Why do clouds float in the sky even though they have tons of water in them?

Have you ever wondered how big, puffy clouds float in the sky on a summer’s day? How do they stay afloat? Why don’t they fall from the sky? Well, it’s because of a combination of interconnected reasons.

Clouds are produced through the process of condensation. Water vapor condenses into water droplets. Then, along with warm air, water vapor rises above the cold air that surrounds it. Steam from a boiling water kettle or your breath on a freezing winter day are examples of rising water vapor.

Cloud starts forming when the sun heats and evaporates water on the planet’s surface. The process then produces warm and moist air, which is lighter than the cold air above it, seemingly like how hot air balloons soar into the sky. Since it is less dense, warm air rises and cools off as it passes through the cold air. Since cold air is unable to retain as much moisture as warm air, the vapor condenses into a liquid, and then, clouds are formed.

Upon formation, clouds can hold different amounts of water, resulting in varying sizes and shapes and ranging from feather-like cirrus to huge cumulonimbus thunderclouds.

So, the sun heats and evaporates water on Earth’s surface, warm water vapor rises, cools off, and condenses. Viola! Clouds are formed in different sizes and shapes. But how do they stay afloat?

First, the water droplets in a cloud are extremely small. On average, they are only about one micron, or one-hundred-thousandth of an inch wide. It is typically half the width of a human hair strand and about the size of dust particles.

But, while dust is still more massive and affected by gravity, it can still float for some time before falling on the ground. Even the mildest air currents are sufficient enough to keep them swaying in the air, which is why you see dust motes dance in a ray of sunlight.

Water droplets act in the same manner as dust particles would. The difference, however, is there is a ‘vessel’ that keeps clouds afloat. There is a sustained flow of warm moist air that gets in contact with the cloud. What it does is pushes the cloud upward, keeping it afloat.

Another reason is that clouds tend to be warmer than the air surrounding them as they are better in absorbing the sun’s energy compared to the air that surrounds them.

Lastly, unlike other things, the weight of the clouds is scattered throughout itself, which makes the effect of gravity on them negligible.
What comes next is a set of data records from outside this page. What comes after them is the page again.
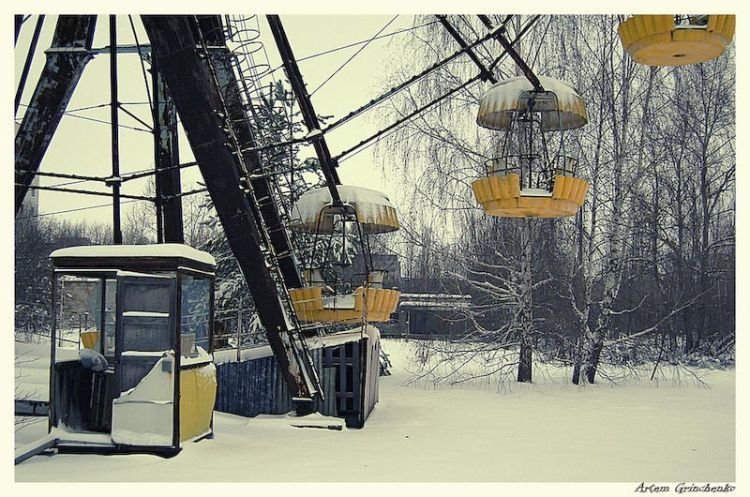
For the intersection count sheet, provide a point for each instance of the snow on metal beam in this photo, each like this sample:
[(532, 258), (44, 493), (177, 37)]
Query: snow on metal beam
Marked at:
[(65, 63)]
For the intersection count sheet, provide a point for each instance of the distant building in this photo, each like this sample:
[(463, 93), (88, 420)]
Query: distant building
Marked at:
[(430, 315)]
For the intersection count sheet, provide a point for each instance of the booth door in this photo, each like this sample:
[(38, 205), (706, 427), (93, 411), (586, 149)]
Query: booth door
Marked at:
[(143, 413)]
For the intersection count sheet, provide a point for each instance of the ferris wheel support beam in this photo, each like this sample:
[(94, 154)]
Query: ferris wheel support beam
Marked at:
[(212, 30), (508, 47), (66, 60), (200, 106), (485, 74), (327, 164), (166, 157)]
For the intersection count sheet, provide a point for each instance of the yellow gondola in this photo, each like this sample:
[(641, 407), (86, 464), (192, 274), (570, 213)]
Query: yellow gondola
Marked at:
[(666, 40), (523, 181), (372, 213)]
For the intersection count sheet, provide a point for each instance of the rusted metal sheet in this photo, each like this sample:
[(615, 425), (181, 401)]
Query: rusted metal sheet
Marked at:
[(66, 60), (349, 374)]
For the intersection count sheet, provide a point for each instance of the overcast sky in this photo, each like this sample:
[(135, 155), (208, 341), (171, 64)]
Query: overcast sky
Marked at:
[(81, 143)]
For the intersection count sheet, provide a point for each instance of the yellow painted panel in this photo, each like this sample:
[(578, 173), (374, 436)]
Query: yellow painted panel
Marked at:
[(197, 399), (89, 339)]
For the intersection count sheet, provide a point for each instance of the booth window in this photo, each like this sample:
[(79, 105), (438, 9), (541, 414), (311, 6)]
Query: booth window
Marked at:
[(145, 315), (196, 306), (79, 318)]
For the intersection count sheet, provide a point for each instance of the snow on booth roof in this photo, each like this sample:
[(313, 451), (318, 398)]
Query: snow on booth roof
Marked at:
[(375, 212), (500, 102), (173, 250)]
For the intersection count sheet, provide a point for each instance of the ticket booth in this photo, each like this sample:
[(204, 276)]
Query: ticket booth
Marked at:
[(131, 367)]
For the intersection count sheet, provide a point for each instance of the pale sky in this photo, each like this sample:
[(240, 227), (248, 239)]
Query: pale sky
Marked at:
[(83, 146)]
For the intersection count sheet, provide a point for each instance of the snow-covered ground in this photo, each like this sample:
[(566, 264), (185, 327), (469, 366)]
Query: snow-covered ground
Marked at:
[(673, 430)]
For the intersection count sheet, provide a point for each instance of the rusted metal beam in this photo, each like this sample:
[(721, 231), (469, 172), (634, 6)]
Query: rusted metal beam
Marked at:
[(166, 158), (211, 28), (65, 64), (199, 104), (484, 74), (327, 164), (29, 59), (508, 47), (115, 132)]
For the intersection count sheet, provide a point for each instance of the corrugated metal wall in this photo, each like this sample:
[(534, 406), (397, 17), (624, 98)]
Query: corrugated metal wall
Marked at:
[(348, 373)]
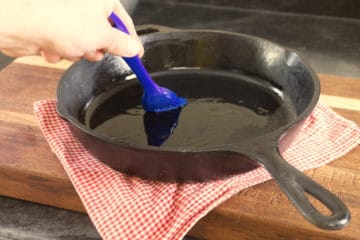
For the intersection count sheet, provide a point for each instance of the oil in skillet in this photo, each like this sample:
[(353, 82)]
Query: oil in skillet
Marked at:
[(222, 108)]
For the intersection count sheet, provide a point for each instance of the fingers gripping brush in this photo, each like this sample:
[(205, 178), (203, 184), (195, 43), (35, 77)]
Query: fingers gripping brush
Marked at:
[(155, 98)]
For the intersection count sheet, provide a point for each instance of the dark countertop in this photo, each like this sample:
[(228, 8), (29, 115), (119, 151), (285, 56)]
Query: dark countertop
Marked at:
[(329, 41)]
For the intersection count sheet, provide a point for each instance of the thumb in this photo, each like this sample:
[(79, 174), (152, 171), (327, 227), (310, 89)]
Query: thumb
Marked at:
[(121, 44)]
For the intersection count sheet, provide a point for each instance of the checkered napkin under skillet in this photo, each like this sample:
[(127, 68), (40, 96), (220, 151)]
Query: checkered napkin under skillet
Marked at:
[(123, 207)]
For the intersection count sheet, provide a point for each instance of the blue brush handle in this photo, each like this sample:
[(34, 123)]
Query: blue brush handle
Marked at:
[(134, 62)]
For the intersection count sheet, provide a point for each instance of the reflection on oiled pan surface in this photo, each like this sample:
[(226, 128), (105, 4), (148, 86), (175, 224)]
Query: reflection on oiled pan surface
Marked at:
[(222, 108)]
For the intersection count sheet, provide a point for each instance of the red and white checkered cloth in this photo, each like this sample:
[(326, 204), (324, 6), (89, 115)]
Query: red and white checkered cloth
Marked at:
[(123, 207)]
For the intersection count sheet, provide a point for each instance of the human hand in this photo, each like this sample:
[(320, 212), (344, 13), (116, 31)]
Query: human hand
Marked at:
[(65, 29)]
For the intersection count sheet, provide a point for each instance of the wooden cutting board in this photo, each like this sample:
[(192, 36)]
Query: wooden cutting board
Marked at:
[(30, 171)]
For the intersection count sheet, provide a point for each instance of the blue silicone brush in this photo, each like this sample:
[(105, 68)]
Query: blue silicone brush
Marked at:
[(155, 98)]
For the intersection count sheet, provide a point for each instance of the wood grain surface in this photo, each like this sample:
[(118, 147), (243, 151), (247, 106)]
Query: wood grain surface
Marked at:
[(30, 171)]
Clouds don’t stay floating. If in case the surrounding air becomes warmer than the cloud, the air will be able to contain the moisture as water vapor. Thus, the clouds disappear.

There are also times when clouds grow so large, and the moisture within the cloud begins to stick together. The water droplets become too heavy, overwhelm the force of the upward air, and start to fall, and are now called “rain.”